TopNovel Index>朱に散る・2


…2…

 

「おい、起きろ!」

 翌朝、まだ日も明け切らぬ頃だというのに表から男たちがどかどかと上がり込んできた。身体を覆う倦怠感で、瞼を開けることすらおぼつかない。そうしているうちに、肩を掴まれ強引に引き起こされていた。

「……うっ……!」

 珍しいこともあるものだと思う。普段ならば昼近くになってから初めて最初の見回りが来るのが普通だ。そんな生活にすっかり身体が慣れてしまい、こちらも明け方にならないと寝付けなくなっている。まだとろとろと休んでから、いくらも経っていなかった。

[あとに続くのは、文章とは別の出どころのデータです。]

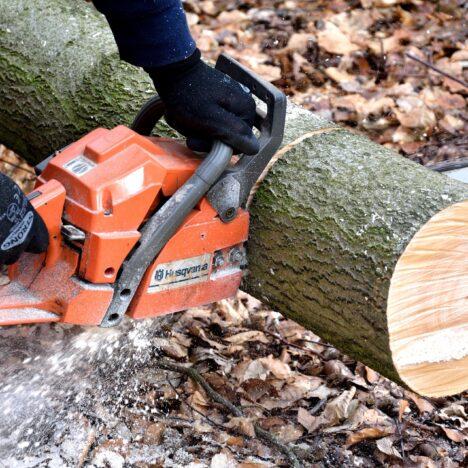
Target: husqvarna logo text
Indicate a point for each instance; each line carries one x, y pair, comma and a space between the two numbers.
180, 273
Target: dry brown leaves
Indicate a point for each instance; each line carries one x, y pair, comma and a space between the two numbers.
346, 60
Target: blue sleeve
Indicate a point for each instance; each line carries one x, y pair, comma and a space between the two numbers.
149, 33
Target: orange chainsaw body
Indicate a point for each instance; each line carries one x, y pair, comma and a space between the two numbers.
95, 196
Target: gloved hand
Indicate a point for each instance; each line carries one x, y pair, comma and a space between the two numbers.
21, 228
204, 104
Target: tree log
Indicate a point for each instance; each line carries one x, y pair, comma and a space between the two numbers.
349, 239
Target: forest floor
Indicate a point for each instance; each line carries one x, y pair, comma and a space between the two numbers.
350, 62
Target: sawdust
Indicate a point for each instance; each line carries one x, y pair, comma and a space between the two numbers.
59, 382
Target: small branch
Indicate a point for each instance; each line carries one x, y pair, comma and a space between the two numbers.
215, 396
437, 69
318, 406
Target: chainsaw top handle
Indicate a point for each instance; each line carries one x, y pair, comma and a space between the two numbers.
233, 187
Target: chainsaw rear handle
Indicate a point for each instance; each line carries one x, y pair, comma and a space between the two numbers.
161, 227
233, 187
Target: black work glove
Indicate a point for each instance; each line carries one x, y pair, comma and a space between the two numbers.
21, 228
204, 105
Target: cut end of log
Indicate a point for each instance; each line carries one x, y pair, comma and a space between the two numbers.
428, 306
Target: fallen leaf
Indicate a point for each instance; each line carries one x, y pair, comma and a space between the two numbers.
403, 407
223, 460
423, 405
171, 347
372, 376
364, 416
306, 419
252, 335
278, 368
368, 433
455, 435
337, 409
334, 41
451, 124
242, 424
413, 113
385, 445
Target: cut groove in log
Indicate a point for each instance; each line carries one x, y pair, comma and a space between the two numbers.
428, 306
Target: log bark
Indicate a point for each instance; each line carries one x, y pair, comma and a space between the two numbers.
347, 237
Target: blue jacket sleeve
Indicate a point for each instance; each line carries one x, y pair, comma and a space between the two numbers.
149, 33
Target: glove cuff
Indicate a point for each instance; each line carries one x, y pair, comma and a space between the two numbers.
168, 73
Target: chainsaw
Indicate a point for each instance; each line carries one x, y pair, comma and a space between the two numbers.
140, 225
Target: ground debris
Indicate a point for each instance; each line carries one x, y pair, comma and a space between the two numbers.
68, 398
370, 65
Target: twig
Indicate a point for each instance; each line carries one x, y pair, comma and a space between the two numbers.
437, 69
17, 166
214, 423
421, 426
215, 396
288, 343
400, 435
85, 452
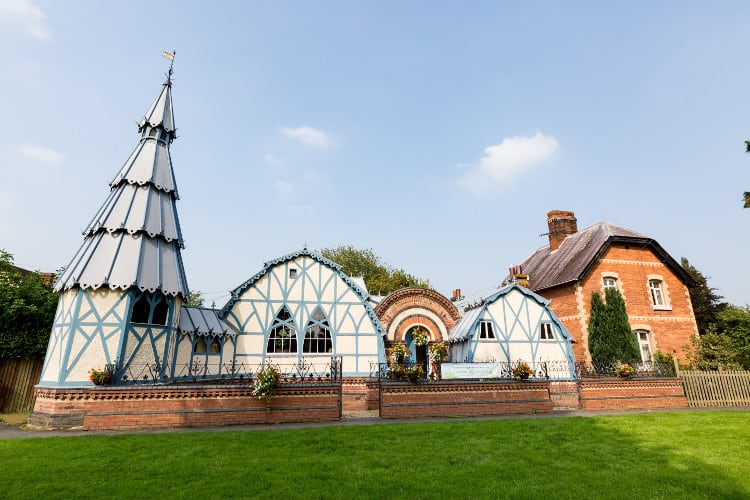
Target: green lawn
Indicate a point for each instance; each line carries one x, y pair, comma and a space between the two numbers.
658, 455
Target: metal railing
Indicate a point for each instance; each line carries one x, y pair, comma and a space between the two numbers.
543, 370
303, 372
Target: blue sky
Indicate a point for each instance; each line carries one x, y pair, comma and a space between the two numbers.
437, 133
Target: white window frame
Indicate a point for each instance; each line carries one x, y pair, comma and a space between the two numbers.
546, 332
486, 330
609, 282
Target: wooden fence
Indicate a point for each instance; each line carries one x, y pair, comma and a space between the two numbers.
17, 380
726, 388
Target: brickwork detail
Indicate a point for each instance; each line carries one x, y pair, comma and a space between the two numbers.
670, 328
100, 408
447, 399
416, 298
636, 394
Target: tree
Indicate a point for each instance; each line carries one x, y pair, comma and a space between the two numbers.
379, 277
195, 299
27, 311
706, 302
610, 336
735, 324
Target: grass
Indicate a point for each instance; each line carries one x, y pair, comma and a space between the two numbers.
654, 455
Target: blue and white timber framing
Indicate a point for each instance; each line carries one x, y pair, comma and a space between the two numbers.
301, 308
513, 324
121, 294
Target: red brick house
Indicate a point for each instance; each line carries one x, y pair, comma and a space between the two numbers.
577, 263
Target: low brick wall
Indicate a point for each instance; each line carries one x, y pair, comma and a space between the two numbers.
632, 394
150, 407
565, 395
463, 398
355, 394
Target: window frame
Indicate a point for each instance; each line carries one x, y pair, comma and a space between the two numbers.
282, 324
486, 330
318, 320
546, 331
644, 343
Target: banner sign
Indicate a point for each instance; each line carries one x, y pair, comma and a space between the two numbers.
471, 370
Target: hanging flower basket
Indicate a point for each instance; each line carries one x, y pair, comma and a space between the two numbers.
522, 370
420, 337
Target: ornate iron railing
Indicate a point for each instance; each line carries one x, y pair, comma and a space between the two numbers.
303, 372
543, 370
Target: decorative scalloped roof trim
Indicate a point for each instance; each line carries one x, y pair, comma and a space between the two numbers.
235, 294
113, 230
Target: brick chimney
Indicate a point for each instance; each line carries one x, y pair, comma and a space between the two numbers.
561, 224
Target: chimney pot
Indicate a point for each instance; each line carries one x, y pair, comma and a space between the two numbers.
561, 223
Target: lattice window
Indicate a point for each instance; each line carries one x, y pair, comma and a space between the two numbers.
546, 332
215, 347
317, 334
657, 295
485, 330
200, 346
283, 336
151, 309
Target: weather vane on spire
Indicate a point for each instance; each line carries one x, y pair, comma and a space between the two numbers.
169, 56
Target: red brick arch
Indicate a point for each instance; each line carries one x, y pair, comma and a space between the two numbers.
405, 299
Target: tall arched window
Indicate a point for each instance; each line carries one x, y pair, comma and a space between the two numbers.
317, 334
150, 308
283, 336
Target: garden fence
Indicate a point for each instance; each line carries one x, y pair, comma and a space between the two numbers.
725, 388
17, 380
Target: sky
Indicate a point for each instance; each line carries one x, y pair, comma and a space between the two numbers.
439, 134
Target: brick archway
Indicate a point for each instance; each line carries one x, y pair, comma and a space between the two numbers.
409, 307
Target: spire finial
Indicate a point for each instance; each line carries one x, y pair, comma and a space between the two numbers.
169, 56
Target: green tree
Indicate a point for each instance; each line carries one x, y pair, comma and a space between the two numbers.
379, 277
610, 336
27, 311
195, 299
735, 325
711, 351
706, 301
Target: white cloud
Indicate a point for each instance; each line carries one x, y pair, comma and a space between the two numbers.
27, 14
273, 160
309, 136
504, 161
41, 154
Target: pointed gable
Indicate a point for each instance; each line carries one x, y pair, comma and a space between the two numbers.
134, 240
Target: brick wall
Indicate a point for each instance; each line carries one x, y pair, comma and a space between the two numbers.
632, 394
669, 330
463, 398
130, 407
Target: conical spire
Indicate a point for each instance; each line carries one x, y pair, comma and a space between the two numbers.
134, 240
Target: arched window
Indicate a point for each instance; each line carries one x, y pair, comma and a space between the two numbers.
283, 336
200, 346
317, 334
141, 310
214, 347
151, 309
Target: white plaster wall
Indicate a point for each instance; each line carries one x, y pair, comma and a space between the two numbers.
110, 306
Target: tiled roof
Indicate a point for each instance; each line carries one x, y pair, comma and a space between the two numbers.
579, 251
202, 321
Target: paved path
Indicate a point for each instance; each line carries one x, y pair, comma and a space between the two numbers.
349, 419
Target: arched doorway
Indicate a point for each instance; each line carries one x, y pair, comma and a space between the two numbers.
416, 340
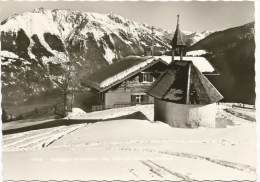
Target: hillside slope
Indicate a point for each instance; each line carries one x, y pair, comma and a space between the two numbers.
232, 54
33, 40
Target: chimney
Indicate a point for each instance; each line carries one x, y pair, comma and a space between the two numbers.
177, 42
152, 49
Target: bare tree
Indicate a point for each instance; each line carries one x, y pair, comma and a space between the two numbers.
67, 73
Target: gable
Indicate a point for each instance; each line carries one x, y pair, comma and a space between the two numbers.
118, 72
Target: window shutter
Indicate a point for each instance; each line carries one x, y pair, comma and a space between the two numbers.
146, 98
150, 78
141, 77
133, 99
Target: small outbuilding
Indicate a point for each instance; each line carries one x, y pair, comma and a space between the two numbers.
183, 96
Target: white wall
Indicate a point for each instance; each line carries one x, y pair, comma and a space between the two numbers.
183, 115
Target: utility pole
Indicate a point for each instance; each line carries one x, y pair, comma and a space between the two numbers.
153, 40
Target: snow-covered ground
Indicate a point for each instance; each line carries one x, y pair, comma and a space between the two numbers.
132, 149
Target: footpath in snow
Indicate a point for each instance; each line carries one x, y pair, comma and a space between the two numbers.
133, 149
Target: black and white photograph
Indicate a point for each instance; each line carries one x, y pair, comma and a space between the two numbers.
128, 90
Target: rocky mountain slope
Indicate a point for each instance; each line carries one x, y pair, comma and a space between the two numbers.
33, 42
232, 53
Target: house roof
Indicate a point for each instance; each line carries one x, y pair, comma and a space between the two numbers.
183, 83
200, 62
119, 71
177, 39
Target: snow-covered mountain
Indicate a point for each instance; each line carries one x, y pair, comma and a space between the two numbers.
232, 53
33, 42
190, 38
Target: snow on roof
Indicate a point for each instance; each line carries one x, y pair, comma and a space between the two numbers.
196, 53
200, 62
182, 79
118, 71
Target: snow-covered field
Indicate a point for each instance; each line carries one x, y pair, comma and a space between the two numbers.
132, 149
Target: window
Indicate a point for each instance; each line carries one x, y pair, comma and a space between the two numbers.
146, 77
139, 98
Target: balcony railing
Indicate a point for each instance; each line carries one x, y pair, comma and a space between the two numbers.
118, 105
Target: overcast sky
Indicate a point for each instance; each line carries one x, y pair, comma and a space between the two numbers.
194, 16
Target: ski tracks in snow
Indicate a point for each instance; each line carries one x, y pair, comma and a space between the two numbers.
164, 172
233, 165
30, 141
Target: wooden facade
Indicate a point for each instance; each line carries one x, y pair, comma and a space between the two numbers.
132, 90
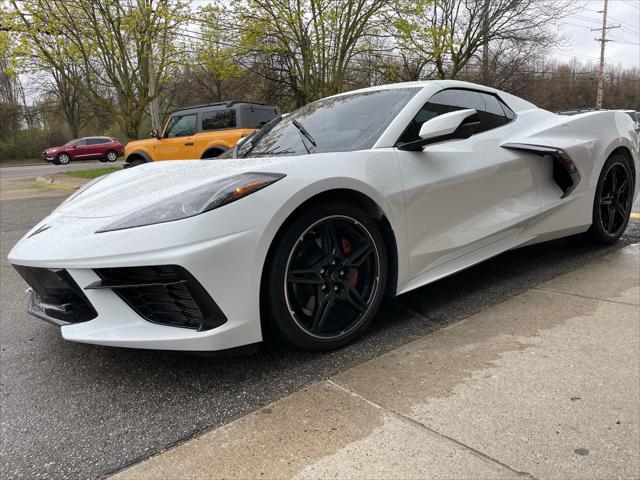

「ほら、急げ! こっちは時間がねえんだよっ、早くしないと誰かに見つかるだろうが……!」

 なかなか動こうとしないことにしびれを切らしたのか、最後には骸を抱えるようにふたりがかりで持ち上げられる。長いこと使われていなかった通路を進み表口まで辿り着いたとき、彼女の身体は乱暴に板間に投げ出されていた。再び全身に激痛が走り、喉奥から低く呻き声が上がる。

「おい、この通り女を連れてきたぞ。じゃあ、約束のものを渡して貰おうか……?」

 男たちはそんな彼女のことなど気にもせず、戸口の向こうに呼びかけている。どうも、彼ら以外の誰かがそこにいるらしい。おかしなこともあるものだ、法外な報酬でも与えなければ番人も寄りつかぬほどの座敷牢。間違って、足を踏み入れてしまえばその者にまで災いが降りかかるとさえ言われていた。
  ただの戯れ言と笑い飛ばす者はこの土地にはいない。まだまだ妖術もまかり通るような世だ。少しでも気味の悪い事柄からは身を遠ざけなければならぬと誰もが知っている。

 もしや、と思ってその姿を確かめようと面(おもて)を上げれば、霞んだ視界に映るのは見覚えのない貴人であった。

「……あ……?」

 優美な織り文様を施した重ねを見ただけで、この者がただならぬ地位にあるということは分かる。年の頃は……三十、四十にはまだ届かないというところか。幾重にも重ねられた絹も、その全てが特上の品に見受けられた。

 ……でも。

 何よりも彼女を釘付けにしたのは、その者の斬るような眼差しであった。まっすぐに食い入るようにこちらを見つめるその瞳は、しかしひとしずくの優しさも持ち合わせてはいない。広く深く……冷淡な色。

「お前が、螢か」

 その口元はほとんど動かなかったが、それでも確かにそう聞こえた。あまりに久しぶりにその名を呼ばれ、驚きのあまりに再び顔を上げてしまう。だがしかし、彼の視線はもうこちらに向いてはいなかった。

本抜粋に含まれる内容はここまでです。